Vaststaat dat [gedaagde] de op de overeenkomt genoemde ingangsdatum (01-08-2023) van de levering van energie niet heeft gewijzigd. Dit betekent dat er in de periode van 3 juli 2023 tot 1 augustus 2023 energie op het verbruiksadres is geleverd zonder dat hieraan een overeenkomst ten grondslag lag. Voor deze energielevering en (netwerk)kosten dient wel betaald te worden. Dit is het bedrag aan schadevergoeding dat Enexis bij factuur van 10 november 2023 (€ 212,31) aan [gedaagde] in rekening heeft gebracht. [gedaagde] was op dat moment nog de eigenaar van de woning aan [adres] , zodat zij ook voor de hiervoor genoemde schade aansprakelijk is. [gedaagde] heeft de hoogte van de factuur niet, althans onvoldoende gemotiveerd weersproken. Op de factuur is ook uitgelegd waarom [gedaagde] de energie- en (netwerk)kosten aan Enexis verschuldigd is. [gedaagde] heeft de factuur niet aan Enexis betaald. Het vorenstaande brengt met zich dat [gedaagde] de gevorderde schadevergoeding van € 212,31 moet betalen. De vordering tot betaling van de hoofdsom zal dan ook worden toegewezen.
Ook de wettelijke rente zal als onweersproken en op de wet gegrond worden toegewezen. Dit betekent dat ter zake hoofdsom en vervallen wettelijke rente een totaalbedrag van
€ 221,36 (€ 212,31 + € 9,05) toewijsbaar is.

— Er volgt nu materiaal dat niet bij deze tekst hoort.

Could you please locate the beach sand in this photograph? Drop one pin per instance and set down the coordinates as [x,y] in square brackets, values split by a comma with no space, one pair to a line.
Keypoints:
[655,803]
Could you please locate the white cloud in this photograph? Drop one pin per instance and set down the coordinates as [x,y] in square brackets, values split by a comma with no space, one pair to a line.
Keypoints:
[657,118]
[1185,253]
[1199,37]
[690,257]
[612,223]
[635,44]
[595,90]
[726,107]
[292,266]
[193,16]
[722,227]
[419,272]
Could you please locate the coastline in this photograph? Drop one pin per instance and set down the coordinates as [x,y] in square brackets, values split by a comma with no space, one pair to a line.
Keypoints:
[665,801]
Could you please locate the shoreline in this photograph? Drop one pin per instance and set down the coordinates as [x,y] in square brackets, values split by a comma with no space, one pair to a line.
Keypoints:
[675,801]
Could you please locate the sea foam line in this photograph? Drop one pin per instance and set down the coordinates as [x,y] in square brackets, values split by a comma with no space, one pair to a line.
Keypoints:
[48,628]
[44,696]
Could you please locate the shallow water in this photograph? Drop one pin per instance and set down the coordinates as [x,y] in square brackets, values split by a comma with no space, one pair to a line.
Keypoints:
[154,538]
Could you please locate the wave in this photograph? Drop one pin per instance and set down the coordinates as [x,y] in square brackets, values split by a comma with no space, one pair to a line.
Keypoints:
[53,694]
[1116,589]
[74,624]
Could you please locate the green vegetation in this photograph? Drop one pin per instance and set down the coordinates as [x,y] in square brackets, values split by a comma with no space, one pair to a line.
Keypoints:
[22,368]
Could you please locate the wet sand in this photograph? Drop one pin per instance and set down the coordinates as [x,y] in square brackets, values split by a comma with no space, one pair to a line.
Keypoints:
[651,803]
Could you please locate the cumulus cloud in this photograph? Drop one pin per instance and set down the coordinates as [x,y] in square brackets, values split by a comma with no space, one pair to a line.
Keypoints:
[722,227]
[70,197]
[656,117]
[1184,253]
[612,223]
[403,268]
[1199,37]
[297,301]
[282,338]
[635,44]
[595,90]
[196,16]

Buitengerechtelijke incassokosten
5.4.
Enexis maakt aanspraak op de vergoeding van buitengerechtelijke incassokosten. De gevorderde vergoeding komt echter niet voor toewijzing in aanmerking, nu Enexis niet, althans onvoldoende heeft gesteld op welke datum de aanmaning in de zin van artikel 6:96 lid 6 BW door [gedaagde] is ontvangen, dan wel op welke datum Enexis deze aanmaning aan [gedaagde] heeft verzonden. In dit verband wordt verwezen naar de uitspraak van de Hoge Raad van 25 november 2016, ECLI:NL:HR:2016:2704.
Proceskosten
5.5.
[gedaagde] is tevens de proceskosten (inclusief nakosten) aan Enexis verschuldigd. [gedaagde] stelt in haar antwoordakte dat zij nu een heel hoog bedrag aan Enexis moet betalen. Dit komt omdat [gedaagde] de factuur niet eerder aan Enexis heeft voldaan en (de gemachtigde van) Enexis nu extra kosten moest maken. Uit de antwoordakte van [gedaagde] blijkt dat zij eerder een brief van (de gemachtigde van) Enexis heeft ontvangen. De kantonrechter vermoedt dat [gedaagde] hiermee doelt op de bij dagvaarding overgelegde brief van 8 juli 2024. In deze brief kondigt de gemachtigde van Enexis aan dat zij bij niet tijdige betaling een rechtszaak zal starten en dat de kosten daarvan hoog zullen zijn. [gedaagde] was er dan ook mee bekend dat zij bij niet tijdige betaling een hoger bedrag aan Enexis moest betalen.
5.6.
De proceskosten van Enexis worden -rekening houdend met het toe te wijzen bedrag van € 221,36- begroot op:
- kosten van de dagvaarding
113,54
- griffierecht
130,00
- salaris gemachtigde
60,00
(1,5 punten × € 40,00)
- nakosten
20,00
(plus de kosten van betekening zoals vermeld in de beslissing)
Totaal
323,54

6.De beslissing

De kantonrechter
6.1.
veroordeelt [gedaagde] om aan Enexis te betalen een bedrag van € 221,36, te vermeerderen met de wettelijke rente als bedoeld in artikel 6:119 BW over een bedrag van € 212,31, met ingang van 20 september 2024, tot de dag van volledige betaling;
6.2.
veroordeelt [gedaagde] in de proceskosten van € 323,54, te betalen binnen veertien dagen na aanschrijving daartoe, te vermeerderen met de kosten van betekening als [gedaagde] niet tijdig aan de veroordelingen voldoet en het vonnis daarna wordt betekend;
6.3.
verklaart dit vonnis uitvoerbaar bij voorraad;
6.4.
wijst het meer of anders gevorderde af.
Dit vonnis is gewezen door mr. Rouwen en in het openbaar uitgesproken op 5 maart 2025.